Sônia Braga em “Dancin’ Days”: ela chegou a processar a Globo pelos direitos de reexibição

A nova legislação pode ou não afetar programas que são reexibidos na televisão? Pode, pois agora se uma produção for reexibida na televisão os artistas tem uma instituição para apoiá-los nessa cobrança, mas não pode por conta de cada contrato que o artista assinou relacionado à obra.

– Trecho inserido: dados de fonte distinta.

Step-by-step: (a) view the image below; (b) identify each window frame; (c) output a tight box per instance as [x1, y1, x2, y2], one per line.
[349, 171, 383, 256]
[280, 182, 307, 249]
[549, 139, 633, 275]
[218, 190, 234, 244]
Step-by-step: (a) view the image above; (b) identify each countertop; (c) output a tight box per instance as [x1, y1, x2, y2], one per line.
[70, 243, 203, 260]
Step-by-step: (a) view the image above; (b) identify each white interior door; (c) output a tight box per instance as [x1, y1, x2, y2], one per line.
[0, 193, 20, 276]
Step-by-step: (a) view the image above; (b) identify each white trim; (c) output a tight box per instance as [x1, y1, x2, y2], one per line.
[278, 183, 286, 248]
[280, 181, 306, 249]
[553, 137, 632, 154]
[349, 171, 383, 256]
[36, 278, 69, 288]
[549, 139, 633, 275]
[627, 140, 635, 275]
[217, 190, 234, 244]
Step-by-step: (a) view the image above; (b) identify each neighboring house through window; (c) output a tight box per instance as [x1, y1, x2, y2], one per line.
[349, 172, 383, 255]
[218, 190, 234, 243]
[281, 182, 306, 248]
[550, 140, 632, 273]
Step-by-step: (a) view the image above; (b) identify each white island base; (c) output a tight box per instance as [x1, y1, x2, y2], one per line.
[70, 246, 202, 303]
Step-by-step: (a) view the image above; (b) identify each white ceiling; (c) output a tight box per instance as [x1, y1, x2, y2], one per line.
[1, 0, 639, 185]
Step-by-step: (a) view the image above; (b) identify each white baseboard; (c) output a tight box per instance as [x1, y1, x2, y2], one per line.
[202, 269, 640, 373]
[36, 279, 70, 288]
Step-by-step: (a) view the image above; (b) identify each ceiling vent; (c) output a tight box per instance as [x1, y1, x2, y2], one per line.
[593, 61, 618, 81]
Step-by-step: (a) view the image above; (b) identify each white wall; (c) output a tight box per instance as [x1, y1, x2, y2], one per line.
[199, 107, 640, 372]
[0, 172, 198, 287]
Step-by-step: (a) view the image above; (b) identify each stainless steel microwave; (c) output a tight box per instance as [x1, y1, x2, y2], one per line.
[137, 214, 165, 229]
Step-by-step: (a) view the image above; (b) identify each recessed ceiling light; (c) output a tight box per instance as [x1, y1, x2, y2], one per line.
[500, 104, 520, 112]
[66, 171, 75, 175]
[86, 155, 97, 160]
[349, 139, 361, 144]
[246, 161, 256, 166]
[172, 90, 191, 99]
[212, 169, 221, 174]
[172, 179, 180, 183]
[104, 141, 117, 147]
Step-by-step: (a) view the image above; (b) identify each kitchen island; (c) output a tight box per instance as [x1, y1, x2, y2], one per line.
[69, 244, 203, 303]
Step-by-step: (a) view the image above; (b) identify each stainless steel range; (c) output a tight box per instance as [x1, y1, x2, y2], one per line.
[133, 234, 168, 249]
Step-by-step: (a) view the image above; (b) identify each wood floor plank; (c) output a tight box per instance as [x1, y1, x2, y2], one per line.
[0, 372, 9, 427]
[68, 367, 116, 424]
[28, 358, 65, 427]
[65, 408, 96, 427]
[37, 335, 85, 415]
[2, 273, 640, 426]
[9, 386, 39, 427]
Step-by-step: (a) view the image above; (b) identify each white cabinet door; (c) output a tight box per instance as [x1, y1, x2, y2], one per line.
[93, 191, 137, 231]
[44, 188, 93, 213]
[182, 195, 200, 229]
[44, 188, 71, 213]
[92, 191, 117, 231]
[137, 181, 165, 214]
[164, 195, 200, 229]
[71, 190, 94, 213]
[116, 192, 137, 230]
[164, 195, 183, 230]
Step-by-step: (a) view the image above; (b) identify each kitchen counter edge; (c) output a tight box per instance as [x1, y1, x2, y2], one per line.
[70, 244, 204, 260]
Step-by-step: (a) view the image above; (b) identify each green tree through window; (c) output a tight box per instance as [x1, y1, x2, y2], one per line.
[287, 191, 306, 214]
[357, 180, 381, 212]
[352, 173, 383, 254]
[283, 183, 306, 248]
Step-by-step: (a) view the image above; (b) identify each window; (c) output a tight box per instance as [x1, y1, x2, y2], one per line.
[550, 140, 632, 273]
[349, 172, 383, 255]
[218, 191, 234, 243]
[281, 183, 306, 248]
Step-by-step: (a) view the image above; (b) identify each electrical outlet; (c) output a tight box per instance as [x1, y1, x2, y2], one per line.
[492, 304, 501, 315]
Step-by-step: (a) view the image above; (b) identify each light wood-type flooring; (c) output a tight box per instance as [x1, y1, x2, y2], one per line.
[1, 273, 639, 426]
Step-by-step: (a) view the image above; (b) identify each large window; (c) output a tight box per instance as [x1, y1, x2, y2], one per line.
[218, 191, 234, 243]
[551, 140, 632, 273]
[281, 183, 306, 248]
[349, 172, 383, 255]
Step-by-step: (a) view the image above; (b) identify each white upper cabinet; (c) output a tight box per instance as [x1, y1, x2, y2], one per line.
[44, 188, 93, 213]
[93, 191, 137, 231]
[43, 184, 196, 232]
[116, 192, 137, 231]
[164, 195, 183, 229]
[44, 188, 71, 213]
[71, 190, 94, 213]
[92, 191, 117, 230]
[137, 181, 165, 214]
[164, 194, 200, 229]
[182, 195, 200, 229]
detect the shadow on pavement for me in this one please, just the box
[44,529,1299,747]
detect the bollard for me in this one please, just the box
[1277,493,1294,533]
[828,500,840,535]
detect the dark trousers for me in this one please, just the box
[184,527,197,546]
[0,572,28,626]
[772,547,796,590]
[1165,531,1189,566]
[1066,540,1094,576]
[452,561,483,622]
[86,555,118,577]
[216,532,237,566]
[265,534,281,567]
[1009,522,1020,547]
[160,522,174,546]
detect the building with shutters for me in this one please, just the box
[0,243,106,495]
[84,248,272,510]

Nem Globo nem Record responderam pedidos para comentar sobre a nova determinação do Ministério, mas essa habilitação pode interferir em um hábito comum aos dois canais: a reexibição de novelas antigas.  

 O caso mais conhecido em relação a isso é o de Sônia Braga, que em 2014  processou a Globo por conta da reexibição de “Dancin’ Days” no Canal Viva . Ela pedia direitos de imagem por seu trabalho como a protagonista Júlia. Na época a emissora comunicou que os artistas recebiam os direitos de imagem, e Braga acabou perdendo o processo em 2018.

De acordo com Tânia, esse caso não sofreria alterações agora, pois quando foi julgado, não havia entidades habilitadas. Mas o novo cenário pode tornar mais favorável para os artistas exigirem suas compensações financeiras.

Em sua fase inicial, a nova habilitação de direitos autorais ainda deve passar por muitos entraves e acertos, mas em geral a determinação é considerada uma vitória para a classe artística. “O Direito é uma construção. E deve ser uma construção de elementos justos e equilibrados. Quando um grupo de pessoas luta por direitos e os alcança, todo o esforço valeu a pena”, concluiu Gloria Pires.